# Bosch GTS 10 XC mod to 3/4 inch mitre track



## jolly1 (28 Dec 2014)

Hi first post, have read through lots of useful post.

Ok I have a Bosch GTS 10 XC which has worked well, never failed including ripping oak, and fitting 8 inch trench 10 mm by 18 mm. Anyway it's biggest back is non standard track and the sliding mitre table protrude about 0.5 mm above the rest of the table.

Anyway being envious of the Incra mitre gauges etc. I embark on modification to the bosch

1 Removed the sliding mitre

2 installed 3/4 inch mitre

3 made the recess created by removing the sliding mitre up with tuffnol plate

4 Measuring the parallelism between the mitre, have got it to less tan 0.25mm (9 thou) should I try to improve or is this an acceptable value.












I used vernier gauge to measure saw blade to mitre track, I zeroed the gauge at one point, rotated the blade to the other side of the table, used the same part of the blade. When rotating back to start position it reads zero so measuring is accurate.


----------



## jenspytlich (8 Aug 2016)

Hi John,

I realise it's been a while since you posted this, but I thought I'd ask a question anyway.

I saw your post on routerforums about switching out the Bosch GTS 10 XC arbor to one from a 4100 model. Just completed that switch myself, which was a lot easier then I hat imagined.

Now I am about to attempt to add a 3/4 inch miter track to the saw, just like in your post here.

My question is as follows: How did you attach the miter channel to the saw? Is it attached to the tuffnol plate, or diretly to the saw? Did you drill and tap the aluminum base to attach the track?

I am thinking about glueing in the channel but I am not quite sure yet if that is a good way to do it.

Thanks.

/Jens


----------



## jolly1 (8 Aug 2016)

I removed the sliding table to the left of the blade. It was approx 0.5 mm above the table. Purchased some tuffnol. Cut two pieces, installed by drilling and screwing down to the recess where the sliding table was. Then installed the 3/4 inch track (axminster) installed and screwed down second piece of Tuffnol. Had to fit and refit to shim tuffnol up to level with the table.

I can now use an improved Miter slider.

If you look at my post you can see the tuffnol plate and track


----------



## jenspytlich (11 Aug 2016)

Hi again,

Thanks for getting back to me on an old post like this.

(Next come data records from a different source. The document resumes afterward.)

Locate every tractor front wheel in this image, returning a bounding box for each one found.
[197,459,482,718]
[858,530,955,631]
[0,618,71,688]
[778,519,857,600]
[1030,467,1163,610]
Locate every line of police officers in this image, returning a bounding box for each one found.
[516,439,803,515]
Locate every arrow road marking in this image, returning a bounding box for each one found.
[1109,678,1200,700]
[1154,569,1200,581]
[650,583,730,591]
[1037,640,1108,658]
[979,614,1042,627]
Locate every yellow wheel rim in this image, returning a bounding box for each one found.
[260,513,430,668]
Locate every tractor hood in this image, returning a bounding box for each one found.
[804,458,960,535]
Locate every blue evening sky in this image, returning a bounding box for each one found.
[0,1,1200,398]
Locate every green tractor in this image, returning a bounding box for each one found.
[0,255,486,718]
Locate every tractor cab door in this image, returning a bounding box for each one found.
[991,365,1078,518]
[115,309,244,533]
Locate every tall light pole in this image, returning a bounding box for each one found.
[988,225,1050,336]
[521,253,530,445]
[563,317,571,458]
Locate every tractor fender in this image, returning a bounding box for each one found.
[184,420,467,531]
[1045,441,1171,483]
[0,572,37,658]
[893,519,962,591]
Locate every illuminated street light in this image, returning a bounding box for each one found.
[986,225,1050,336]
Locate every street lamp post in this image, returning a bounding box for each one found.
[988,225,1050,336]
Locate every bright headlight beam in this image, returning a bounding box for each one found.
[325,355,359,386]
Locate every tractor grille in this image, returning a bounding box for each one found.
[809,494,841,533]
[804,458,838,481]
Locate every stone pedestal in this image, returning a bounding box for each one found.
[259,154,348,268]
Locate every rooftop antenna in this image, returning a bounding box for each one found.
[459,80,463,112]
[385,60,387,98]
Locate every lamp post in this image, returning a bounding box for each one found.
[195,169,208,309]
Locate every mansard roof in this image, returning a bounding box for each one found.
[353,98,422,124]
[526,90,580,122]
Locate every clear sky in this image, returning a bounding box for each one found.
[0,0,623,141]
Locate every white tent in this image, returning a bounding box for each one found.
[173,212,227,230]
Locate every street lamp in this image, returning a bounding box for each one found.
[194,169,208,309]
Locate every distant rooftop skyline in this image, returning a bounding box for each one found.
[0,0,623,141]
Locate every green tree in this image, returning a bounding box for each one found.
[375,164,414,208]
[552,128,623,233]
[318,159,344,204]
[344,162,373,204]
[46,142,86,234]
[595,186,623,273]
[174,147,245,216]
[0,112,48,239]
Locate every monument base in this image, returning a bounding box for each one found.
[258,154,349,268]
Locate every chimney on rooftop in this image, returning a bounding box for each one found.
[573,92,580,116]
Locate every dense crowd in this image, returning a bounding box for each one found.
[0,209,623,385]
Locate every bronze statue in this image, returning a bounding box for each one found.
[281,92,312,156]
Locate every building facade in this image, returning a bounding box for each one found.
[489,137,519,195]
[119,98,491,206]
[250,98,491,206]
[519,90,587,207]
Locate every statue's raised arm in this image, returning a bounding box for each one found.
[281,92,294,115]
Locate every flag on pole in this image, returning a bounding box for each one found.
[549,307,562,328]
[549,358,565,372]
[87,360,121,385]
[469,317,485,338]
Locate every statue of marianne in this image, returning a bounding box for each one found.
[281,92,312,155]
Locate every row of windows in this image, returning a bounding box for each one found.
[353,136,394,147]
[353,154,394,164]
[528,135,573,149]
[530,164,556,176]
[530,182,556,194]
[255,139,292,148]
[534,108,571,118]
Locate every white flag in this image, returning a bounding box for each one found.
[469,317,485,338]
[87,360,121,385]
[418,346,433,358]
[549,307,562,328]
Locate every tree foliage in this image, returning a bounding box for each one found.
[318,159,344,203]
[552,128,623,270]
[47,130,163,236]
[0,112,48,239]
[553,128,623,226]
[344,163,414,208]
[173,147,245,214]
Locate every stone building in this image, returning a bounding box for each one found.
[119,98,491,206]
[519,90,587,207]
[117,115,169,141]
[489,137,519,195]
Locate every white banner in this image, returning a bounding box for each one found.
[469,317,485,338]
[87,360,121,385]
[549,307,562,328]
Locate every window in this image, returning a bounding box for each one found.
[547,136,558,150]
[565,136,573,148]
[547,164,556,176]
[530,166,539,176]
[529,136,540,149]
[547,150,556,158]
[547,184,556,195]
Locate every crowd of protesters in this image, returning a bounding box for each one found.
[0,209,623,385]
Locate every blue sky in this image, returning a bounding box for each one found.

Did you fasten the track in any way, or is it just a friction fit between the tuffnol plates?

/Jens


----------



## jolly1 (11 Aug 2016)

Hi,
Using the track fixing hole as guide, I marked out drilled and tapped fixing holes for the track. I used a small drill stand to ensure the holes in the table were as square as possible. The track was fixed with both Tuffnol plates in place to prevent any sideways movement.


----------



## jenspytlich (12 Aug 2016)

Perfect, thanks for the explanation.

I´ll see if I can make it work. I have bought track and sliders from Incra, and am really looking forward to using them.

/Jens


----------



## JMHjoiner (5 Nov 2019)

Good evening, I know this is an extremely late comment as the post was created 5 years ago but if you do manage to read this, what thickness of tufnol did you use for the modification? Many thanks


----------



## jolly1 (5 Nov 2019)

Hi my goodness was it really 5 years ago. I used two pieces of tuffnoll 10mm and 4mm. If you look at the picture, there is a raised section in the recess where the sliding table fits. I also used shims to get the height correct. Unfortunately I can't remember the thicknesses.



[/img]


----------



## JMHjoiner (7 Nov 2019)

I am very grateful. Thank you!


----------



## AjB (10 Nov 2019)

Great job, and well told.


----------